I just got back in touch with my inner 500mm mirror lens.
I've had a 500mm f/8 Reflex Nikkor since, basically, forever. For years, well decades, it rode around in my trunk. Eventually - like twenty, twenty-five years ago - the old mirror lens was supplanted by more "practical" long lenses, like a 400mm 3.5, and a 300mm 2.8, then a 500mm 4, 400mm 2.8, and a 600mm 4 when I needed it. You get the idea. The old mirror lens eventually moved from my trunk to the back of my camera cabinet at home.
Which I am now trying to civilize. I'm selling old and stupid stuff, putting things in order, getting stuff repaired - the kind of thing you do every ten years or so, whether it's needed or not.
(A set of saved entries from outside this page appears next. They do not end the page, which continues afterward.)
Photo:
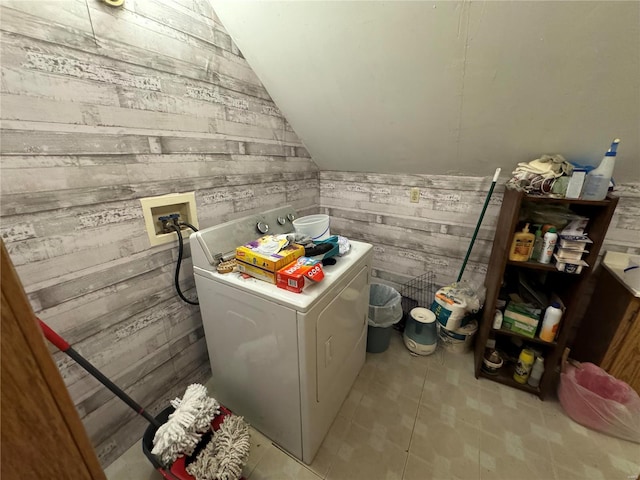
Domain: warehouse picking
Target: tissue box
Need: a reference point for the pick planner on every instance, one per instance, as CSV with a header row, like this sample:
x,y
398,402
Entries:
x,y
247,254
574,189
292,277
521,318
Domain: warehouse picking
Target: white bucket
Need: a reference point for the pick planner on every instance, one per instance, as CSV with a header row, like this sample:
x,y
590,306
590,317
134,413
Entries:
x,y
314,226
460,340
449,308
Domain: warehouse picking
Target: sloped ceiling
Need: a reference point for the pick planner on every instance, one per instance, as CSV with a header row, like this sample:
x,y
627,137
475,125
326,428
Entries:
x,y
448,87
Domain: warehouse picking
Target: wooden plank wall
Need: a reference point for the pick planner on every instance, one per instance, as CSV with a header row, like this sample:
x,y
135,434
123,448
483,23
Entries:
x,y
101,107
433,235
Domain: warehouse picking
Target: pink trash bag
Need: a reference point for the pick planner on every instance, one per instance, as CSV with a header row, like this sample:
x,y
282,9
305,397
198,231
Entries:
x,y
595,399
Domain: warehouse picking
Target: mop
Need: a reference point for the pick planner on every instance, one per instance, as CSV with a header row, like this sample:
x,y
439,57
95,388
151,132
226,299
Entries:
x,y
194,415
184,428
224,456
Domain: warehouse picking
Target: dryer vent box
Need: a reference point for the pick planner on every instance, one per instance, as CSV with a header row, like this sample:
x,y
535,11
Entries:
x,y
153,208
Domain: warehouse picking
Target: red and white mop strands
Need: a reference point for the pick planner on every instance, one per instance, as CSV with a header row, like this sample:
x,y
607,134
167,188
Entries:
x,y
184,428
226,453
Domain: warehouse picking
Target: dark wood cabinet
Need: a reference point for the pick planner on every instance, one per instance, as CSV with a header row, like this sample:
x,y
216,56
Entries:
x,y
609,334
570,288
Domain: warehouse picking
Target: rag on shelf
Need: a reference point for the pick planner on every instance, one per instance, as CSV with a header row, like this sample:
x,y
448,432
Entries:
x,y
537,176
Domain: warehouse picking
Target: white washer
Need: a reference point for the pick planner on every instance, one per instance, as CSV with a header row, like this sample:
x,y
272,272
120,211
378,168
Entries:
x,y
285,361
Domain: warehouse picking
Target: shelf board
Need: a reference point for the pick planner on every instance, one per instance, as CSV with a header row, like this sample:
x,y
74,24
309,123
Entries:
x,y
568,201
505,376
528,339
549,267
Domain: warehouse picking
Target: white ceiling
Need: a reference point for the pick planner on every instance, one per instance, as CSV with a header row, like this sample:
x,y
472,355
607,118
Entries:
x,y
448,87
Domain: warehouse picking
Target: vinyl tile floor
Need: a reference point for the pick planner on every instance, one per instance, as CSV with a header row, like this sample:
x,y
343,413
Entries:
x,y
419,418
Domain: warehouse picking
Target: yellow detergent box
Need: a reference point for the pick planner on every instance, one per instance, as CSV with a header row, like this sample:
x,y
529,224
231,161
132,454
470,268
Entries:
x,y
273,262
256,272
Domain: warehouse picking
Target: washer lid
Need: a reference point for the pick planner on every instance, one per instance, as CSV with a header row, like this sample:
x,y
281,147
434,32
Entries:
x,y
298,301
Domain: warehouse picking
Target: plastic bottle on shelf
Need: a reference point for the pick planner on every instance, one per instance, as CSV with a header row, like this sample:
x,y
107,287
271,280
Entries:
x,y
537,245
596,184
522,245
548,245
536,372
523,367
551,322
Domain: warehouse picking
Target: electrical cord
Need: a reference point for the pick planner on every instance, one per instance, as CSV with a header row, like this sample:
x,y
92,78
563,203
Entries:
x,y
188,225
176,228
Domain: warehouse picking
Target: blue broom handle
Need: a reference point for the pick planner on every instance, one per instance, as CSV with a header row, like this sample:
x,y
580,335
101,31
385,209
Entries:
x,y
475,233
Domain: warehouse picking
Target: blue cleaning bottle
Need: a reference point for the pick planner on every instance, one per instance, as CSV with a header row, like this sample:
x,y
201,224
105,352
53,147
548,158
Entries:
x,y
596,184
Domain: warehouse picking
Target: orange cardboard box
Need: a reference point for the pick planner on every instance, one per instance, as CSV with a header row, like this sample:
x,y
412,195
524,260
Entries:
x,y
292,277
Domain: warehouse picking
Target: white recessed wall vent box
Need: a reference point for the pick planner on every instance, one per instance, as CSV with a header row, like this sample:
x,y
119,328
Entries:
x,y
184,204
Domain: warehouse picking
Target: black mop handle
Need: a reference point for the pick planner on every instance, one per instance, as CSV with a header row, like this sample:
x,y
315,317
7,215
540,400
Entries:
x,y
62,344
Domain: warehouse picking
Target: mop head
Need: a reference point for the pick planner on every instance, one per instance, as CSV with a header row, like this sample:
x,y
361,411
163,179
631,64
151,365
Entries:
x,y
184,428
226,453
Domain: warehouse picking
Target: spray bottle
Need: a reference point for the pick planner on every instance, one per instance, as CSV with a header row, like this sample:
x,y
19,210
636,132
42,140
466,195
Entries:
x,y
596,184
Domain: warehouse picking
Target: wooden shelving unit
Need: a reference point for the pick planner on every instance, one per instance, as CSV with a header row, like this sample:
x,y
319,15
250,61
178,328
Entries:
x,y
569,287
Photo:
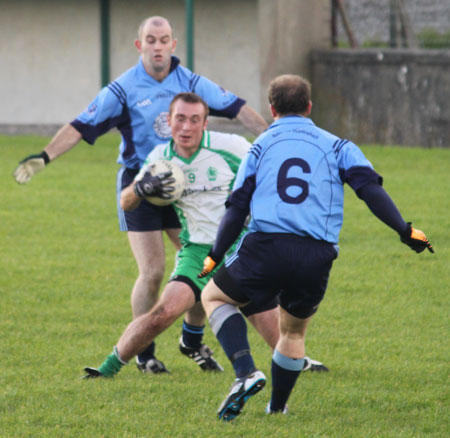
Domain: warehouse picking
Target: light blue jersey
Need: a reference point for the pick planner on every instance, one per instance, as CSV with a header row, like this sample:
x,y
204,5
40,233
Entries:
x,y
293,178
138,105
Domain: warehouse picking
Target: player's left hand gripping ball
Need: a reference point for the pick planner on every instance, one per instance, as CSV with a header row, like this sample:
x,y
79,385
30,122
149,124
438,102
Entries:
x,y
208,265
415,239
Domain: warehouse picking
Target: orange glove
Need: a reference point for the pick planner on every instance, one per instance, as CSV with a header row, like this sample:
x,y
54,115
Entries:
x,y
208,265
415,239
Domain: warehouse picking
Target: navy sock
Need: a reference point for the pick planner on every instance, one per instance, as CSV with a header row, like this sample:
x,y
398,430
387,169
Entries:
x,y
192,335
147,354
233,338
285,371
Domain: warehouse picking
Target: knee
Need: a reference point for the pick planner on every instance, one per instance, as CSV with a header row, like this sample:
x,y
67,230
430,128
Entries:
x,y
160,318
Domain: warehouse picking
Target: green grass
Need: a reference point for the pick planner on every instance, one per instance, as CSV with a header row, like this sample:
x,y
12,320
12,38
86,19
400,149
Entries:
x,y
65,277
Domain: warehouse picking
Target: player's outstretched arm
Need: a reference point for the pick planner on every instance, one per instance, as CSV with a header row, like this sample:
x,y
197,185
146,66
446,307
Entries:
x,y
382,206
251,120
157,185
230,227
65,139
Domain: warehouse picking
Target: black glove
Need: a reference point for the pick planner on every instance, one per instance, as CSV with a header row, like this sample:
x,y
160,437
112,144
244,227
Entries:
x,y
158,185
29,166
415,239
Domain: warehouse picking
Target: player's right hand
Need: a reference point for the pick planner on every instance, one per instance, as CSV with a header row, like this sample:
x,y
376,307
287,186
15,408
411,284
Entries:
x,y
158,185
415,239
208,265
30,166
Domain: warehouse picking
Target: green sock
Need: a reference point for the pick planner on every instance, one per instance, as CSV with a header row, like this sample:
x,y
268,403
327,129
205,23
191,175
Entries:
x,y
112,365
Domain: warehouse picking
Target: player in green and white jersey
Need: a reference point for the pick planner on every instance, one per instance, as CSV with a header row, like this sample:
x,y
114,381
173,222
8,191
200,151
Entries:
x,y
210,161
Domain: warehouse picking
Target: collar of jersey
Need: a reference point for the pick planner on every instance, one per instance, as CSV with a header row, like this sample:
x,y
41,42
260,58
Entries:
x,y
174,63
204,143
293,119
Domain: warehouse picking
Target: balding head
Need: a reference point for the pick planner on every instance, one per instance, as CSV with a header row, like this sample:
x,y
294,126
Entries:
x,y
290,94
155,21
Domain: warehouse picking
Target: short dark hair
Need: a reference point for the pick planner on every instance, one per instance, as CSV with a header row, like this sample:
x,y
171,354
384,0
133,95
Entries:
x,y
289,94
189,98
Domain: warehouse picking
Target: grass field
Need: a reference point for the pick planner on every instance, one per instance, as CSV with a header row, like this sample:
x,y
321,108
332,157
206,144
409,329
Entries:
x,y
65,277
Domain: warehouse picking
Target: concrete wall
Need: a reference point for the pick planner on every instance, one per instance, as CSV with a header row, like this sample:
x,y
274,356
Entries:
x,y
288,31
50,50
383,96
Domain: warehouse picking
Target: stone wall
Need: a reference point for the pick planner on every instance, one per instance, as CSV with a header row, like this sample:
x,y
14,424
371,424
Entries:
x,y
370,19
383,96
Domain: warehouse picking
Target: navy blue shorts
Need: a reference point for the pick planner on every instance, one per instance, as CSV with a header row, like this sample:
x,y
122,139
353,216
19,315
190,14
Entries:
x,y
146,217
294,268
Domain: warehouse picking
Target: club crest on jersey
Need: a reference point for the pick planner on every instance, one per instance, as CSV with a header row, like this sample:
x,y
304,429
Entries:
x,y
145,102
161,127
92,108
211,173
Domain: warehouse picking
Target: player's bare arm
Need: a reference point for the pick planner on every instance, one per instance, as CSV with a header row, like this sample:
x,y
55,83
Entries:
x,y
251,120
128,198
65,139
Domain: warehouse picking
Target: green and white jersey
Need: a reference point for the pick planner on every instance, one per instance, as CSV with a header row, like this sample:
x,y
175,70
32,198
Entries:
x,y
210,175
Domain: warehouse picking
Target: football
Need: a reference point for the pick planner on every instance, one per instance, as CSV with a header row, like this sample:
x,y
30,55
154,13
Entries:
x,y
160,166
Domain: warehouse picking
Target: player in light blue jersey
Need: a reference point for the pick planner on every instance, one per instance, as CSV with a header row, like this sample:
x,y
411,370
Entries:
x,y
210,161
137,104
291,184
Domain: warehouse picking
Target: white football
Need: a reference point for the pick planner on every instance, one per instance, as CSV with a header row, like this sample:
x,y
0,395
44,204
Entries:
x,y
179,184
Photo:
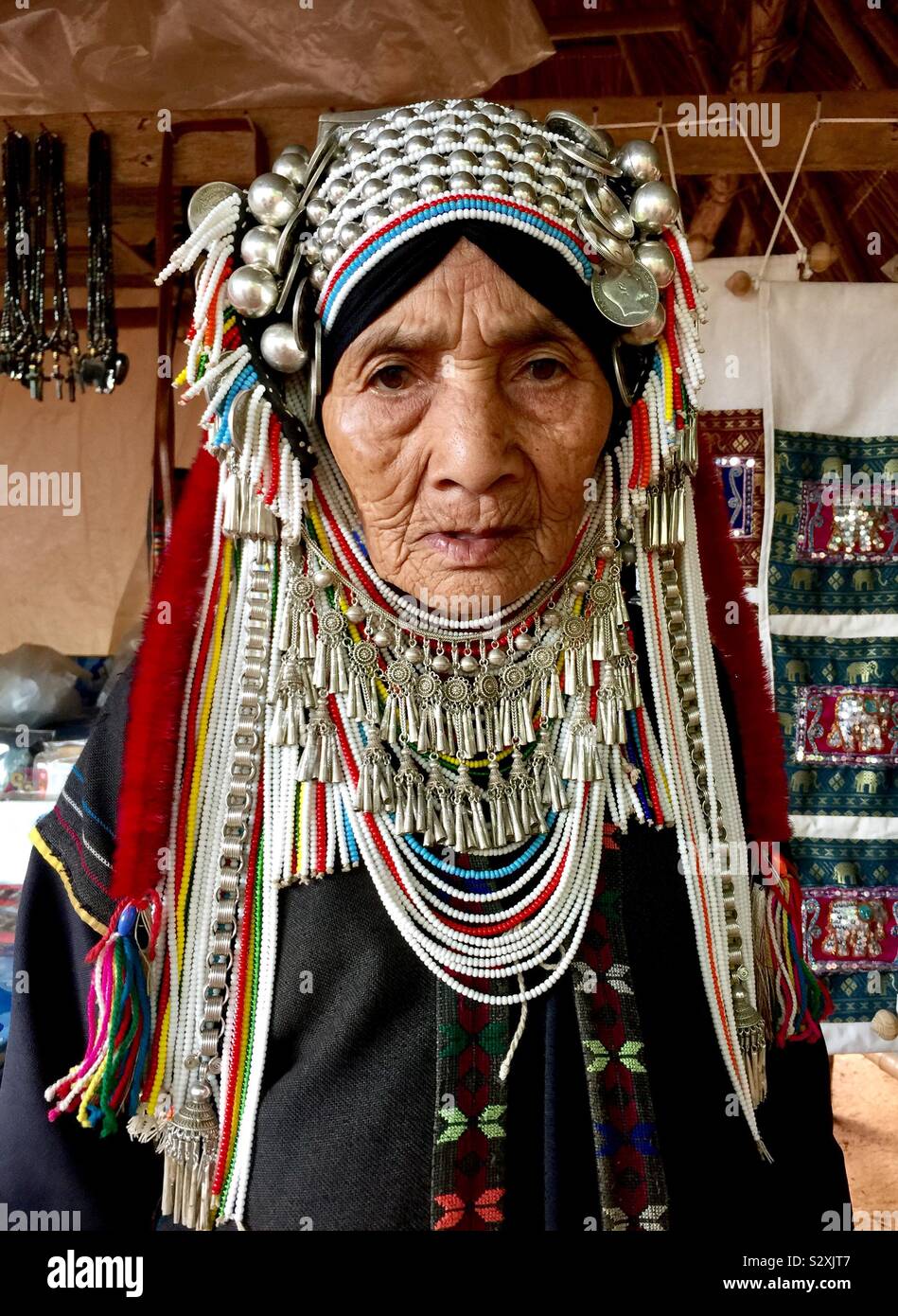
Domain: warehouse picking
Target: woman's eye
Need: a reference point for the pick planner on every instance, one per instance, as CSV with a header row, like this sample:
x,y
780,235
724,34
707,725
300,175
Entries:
x,y
544,368
391,378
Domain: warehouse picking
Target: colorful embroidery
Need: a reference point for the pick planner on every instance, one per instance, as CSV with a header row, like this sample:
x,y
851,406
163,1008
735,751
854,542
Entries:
x,y
846,931
836,526
468,1137
630,1171
847,724
735,438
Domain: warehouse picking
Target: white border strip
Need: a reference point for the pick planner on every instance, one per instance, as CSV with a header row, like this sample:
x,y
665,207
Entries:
x,y
847,625
854,1038
843,827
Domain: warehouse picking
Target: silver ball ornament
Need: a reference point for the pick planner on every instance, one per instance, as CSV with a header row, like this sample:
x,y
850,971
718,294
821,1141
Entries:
x,y
273,199
658,259
280,349
638,159
654,205
259,245
253,291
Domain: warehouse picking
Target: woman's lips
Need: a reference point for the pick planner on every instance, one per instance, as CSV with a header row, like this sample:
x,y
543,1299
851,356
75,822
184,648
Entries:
x,y
471,547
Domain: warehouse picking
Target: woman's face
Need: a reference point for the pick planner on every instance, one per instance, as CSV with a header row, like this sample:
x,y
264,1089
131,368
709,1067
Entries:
x,y
466,421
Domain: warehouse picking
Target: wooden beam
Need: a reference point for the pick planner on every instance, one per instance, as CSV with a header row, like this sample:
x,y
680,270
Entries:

And I pulled out the old mirror lens. So I marched outside to the creek with it and sat on the bank and photographed whatever happened by for five minutes and six seconds (according to the Exif data) And this thing is just so damned cool! It used to be that you had about three choices for exposure level for any given film speed (1/500th, 1/1000th, and 1/2000th. Well, and 1/250 most of the time.) Neutral density filters made the lens unfocusable. On a modern digital camera, you've got two more shutter speeds and four more instantly changeable ISOs. The lens fits in a bag, weighs nothing, and is hand holdable to an easy-ish 1/250th. Close focus is very reasonable. It's sharp and contrasty. Not 400 2.8 sharp, but 300 4.5 ED IF sharp, easily. It's "practical" all of a sudden! And now with everybody all about bokeh, those annular highlights are the bee's knees.
I checked on eBay. You can grab these things for less than $300 (for the newer series no less)
Mr ibis here was shot at 1/250th, handheld, at ISO 400.
I don't know if anybody else will find this intriguing, but I'm all (re)excited.